Na ons eerste bezoek aan ‘den Belg’ in de namiddag (we wilden toch eerst eens de prijzen gaan checken vooraleer te beslissen daar te gaan eten 's avonds) zijn we in een zware regenbui terecht gekomen. Een regenvest is al gauw doornat, lopen tot bij een afdak is de enige oplossing. Dit is onvoorspelbaar kort en zeer hevig. Ook kwamen we een hele groep vrouwen tegen met hun (howeel kappers ?) op de schouder die terugkwamen van het werk op het veld! Het was bij het zien van ons groepje een gelach van jewelste bij die vrouwen en wat de aanleiding was weten we niet. Geen mannen te bekennen.
De mensen leven hier echt op straat. Als je de weg in de verte ziet zijn overal heel veel mensen aan het wandelen of ergens naartoe aan het gaan. En zeker de zondag is familiedag en kerkbezoek. Velen hebben dan hun dikke kerkboek bij waaruit ze teksten lezen in de kerk. Het eerste transportmiddel is hier te voet gaan, kleine kinderen achteraan op de rug in een doek. Ook andere kinderen van 10 jaar sjouwen die kleintjes mee, al was het een barbypop. Ze hurken neer en dat klein pagaddertje weet dat het dan op die rug van die andere kleine moet klimmen. Er wordt wel gewandeld ergens naartoe met alle tijd van de wereld, en niet snel gestapt zoals wij dat zouden doen. En alles wordt op het hoofd gedragen vb takken, jerrycans met water, potten en pannen en ongelofelijk maar altijd in evenwicht zonder gebruik van de handen. Volgend transport-middel, voor degene die het kunnen veroorloven, is de fiets. Aan iedere hoek van de straat zijn er fietsherstellers die alles open en bloot op de grond aan het herstellen zijn, op de stoep. De fietsen zijn wel heel sterk en van Chinese makelij. Ook achteraan op de fiets zie je veel personenvervoer en ook goederen groot en lang, als ze het er maar kunnen opbinden. Die fietsen worden heel veel gebruikt om van groene bananentrossen, rechtstreeks van de boom gekapt, te vervoeren. Geen lichten of bescherming van de wielen, toch wel een bel die meestal defect is en dan maar roepen. Als het gewicht te groot is, geen nood: dan is het afstappen en duwen. Soms wordt er met twee geduwd en echt vele km’s ver, het lichaam bijna horizontaal om toch maar vooruit te komen.

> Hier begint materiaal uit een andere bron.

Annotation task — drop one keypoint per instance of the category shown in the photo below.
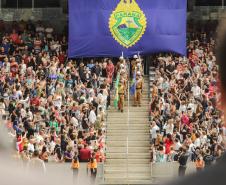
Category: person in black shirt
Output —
(208, 159)
(183, 158)
(216, 173)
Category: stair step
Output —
(131, 176)
(133, 126)
(140, 137)
(130, 149)
(130, 156)
(130, 131)
(130, 161)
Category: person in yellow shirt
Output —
(92, 166)
(75, 167)
(139, 88)
(199, 164)
(121, 94)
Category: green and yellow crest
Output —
(127, 23)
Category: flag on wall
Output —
(103, 28)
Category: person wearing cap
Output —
(139, 87)
(121, 94)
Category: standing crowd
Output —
(186, 121)
(54, 108)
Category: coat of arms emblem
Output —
(127, 23)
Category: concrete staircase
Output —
(128, 165)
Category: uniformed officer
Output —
(139, 87)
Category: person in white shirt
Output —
(30, 146)
(169, 126)
(153, 131)
(177, 145)
(197, 142)
(74, 120)
(36, 165)
(196, 90)
(92, 116)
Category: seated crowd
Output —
(184, 107)
(53, 107)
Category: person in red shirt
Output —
(168, 143)
(84, 154)
(35, 101)
(110, 70)
(14, 36)
(62, 57)
(14, 67)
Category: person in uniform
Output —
(121, 94)
(75, 167)
(139, 87)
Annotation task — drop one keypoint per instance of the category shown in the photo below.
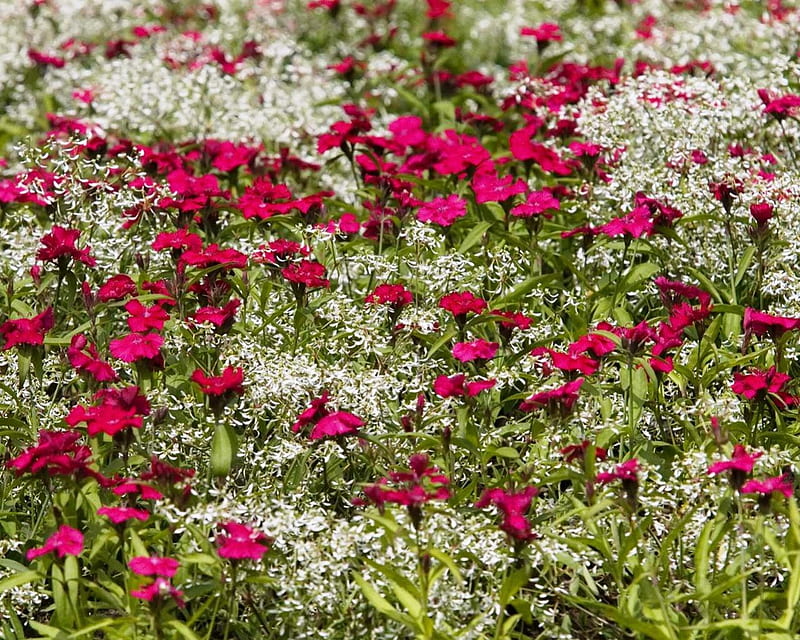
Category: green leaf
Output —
(223, 450)
(182, 629)
(474, 236)
(18, 579)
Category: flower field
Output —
(399, 319)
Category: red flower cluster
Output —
(513, 506)
(326, 423)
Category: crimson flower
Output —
(513, 506)
(577, 452)
(758, 323)
(768, 486)
(118, 515)
(479, 349)
(757, 385)
(306, 273)
(56, 453)
(241, 542)
(84, 357)
(411, 488)
(456, 386)
(136, 346)
(461, 303)
(144, 318)
(740, 466)
(443, 211)
(537, 203)
(230, 382)
(60, 243)
(567, 362)
(117, 288)
(158, 590)
(626, 472)
(154, 566)
(65, 542)
(489, 187)
(27, 330)
(394, 294)
(338, 423)
(557, 402)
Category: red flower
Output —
(117, 288)
(182, 239)
(456, 386)
(489, 187)
(118, 515)
(411, 488)
(461, 303)
(104, 418)
(759, 324)
(27, 330)
(65, 542)
(84, 357)
(740, 461)
(537, 202)
(60, 243)
(575, 452)
(145, 318)
(136, 346)
(157, 590)
(545, 32)
(241, 542)
(307, 273)
(767, 487)
(229, 382)
(758, 385)
(443, 211)
(626, 472)
(338, 423)
(559, 401)
(479, 349)
(567, 361)
(514, 506)
(154, 566)
(394, 294)
(57, 453)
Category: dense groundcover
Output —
(399, 319)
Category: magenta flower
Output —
(411, 488)
(757, 385)
(625, 472)
(65, 542)
(769, 486)
(393, 294)
(338, 423)
(559, 401)
(443, 211)
(84, 357)
(456, 386)
(144, 318)
(513, 506)
(118, 515)
(154, 566)
(158, 590)
(230, 382)
(758, 323)
(27, 330)
(461, 303)
(479, 349)
(136, 346)
(60, 243)
(240, 542)
(537, 203)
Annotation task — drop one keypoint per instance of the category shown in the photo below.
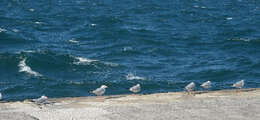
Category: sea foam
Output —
(131, 76)
(25, 68)
(81, 60)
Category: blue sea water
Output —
(67, 48)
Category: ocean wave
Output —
(73, 41)
(27, 69)
(131, 76)
(241, 39)
(81, 60)
(2, 30)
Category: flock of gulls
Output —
(137, 88)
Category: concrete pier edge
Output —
(232, 104)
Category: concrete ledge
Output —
(215, 105)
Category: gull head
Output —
(104, 86)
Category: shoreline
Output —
(215, 105)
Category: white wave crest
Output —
(81, 60)
(24, 68)
(131, 76)
(73, 41)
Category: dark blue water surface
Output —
(67, 48)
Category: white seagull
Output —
(100, 91)
(42, 99)
(239, 84)
(135, 89)
(190, 87)
(206, 85)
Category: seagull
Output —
(190, 87)
(100, 91)
(239, 84)
(135, 89)
(42, 99)
(206, 85)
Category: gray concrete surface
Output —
(215, 105)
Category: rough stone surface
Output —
(215, 105)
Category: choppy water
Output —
(65, 48)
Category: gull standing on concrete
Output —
(206, 85)
(42, 100)
(190, 87)
(239, 84)
(135, 89)
(100, 91)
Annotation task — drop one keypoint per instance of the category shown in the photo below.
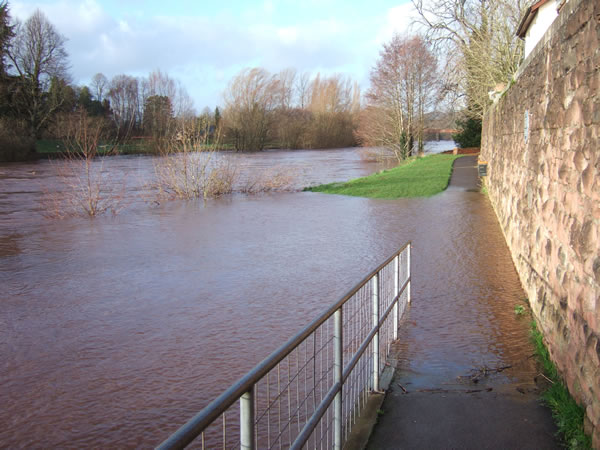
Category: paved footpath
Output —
(433, 401)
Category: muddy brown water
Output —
(114, 331)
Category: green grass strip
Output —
(567, 414)
(422, 177)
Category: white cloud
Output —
(206, 52)
(398, 19)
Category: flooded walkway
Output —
(465, 376)
(114, 331)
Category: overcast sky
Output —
(204, 44)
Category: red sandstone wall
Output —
(546, 192)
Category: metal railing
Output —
(310, 391)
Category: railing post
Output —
(376, 336)
(408, 272)
(247, 421)
(396, 292)
(337, 378)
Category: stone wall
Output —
(541, 140)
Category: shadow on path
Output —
(465, 377)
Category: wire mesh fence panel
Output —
(288, 399)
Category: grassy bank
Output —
(422, 177)
(567, 414)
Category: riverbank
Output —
(420, 177)
(435, 400)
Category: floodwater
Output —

Dan volgt de bodaboda maar daar is al veel over verteld. Sommigen versieren hem wel mooi met ijzerwerk rond de koplampen. De auto zie je in de steden heel veel, maar toch zelden hier bij ons op het platteland. We hebben nog maar één verkeersopstopping gezien en dat was in de hoofstad Kampala. Dat was echt mooi om zien hoe ze erdoor wriemelen en toch geen blutsen maken. En niet te geloven, maar nog geen verkeersongevallen gezien. Wel overladen voertuigen gekanteld in de gracht. Op die overladen voertuigen zit het dan nog vol met mensen, hoe die er niet afwaaien is een raadsel. Ook een pick-up gezien met levende kippen achteraan, kop naar beneden en enkel vastgebonden aan de poten. Toch wel gruwelijk om zien. Maar ja, zo kan ik uren doorgaan met meer van die verhaaltjes. We hebben ook al een politiecontrole gehad, maar met 3000 schilling mochten we gewoon doorrijden. Niet betalen heeft als gevolg dat je voor uren aan de kant kan staan. Voor de mensen hier is dit veel geld, voor ons is dit ietsje minder dan één euro. Een euro is 3500 schilling.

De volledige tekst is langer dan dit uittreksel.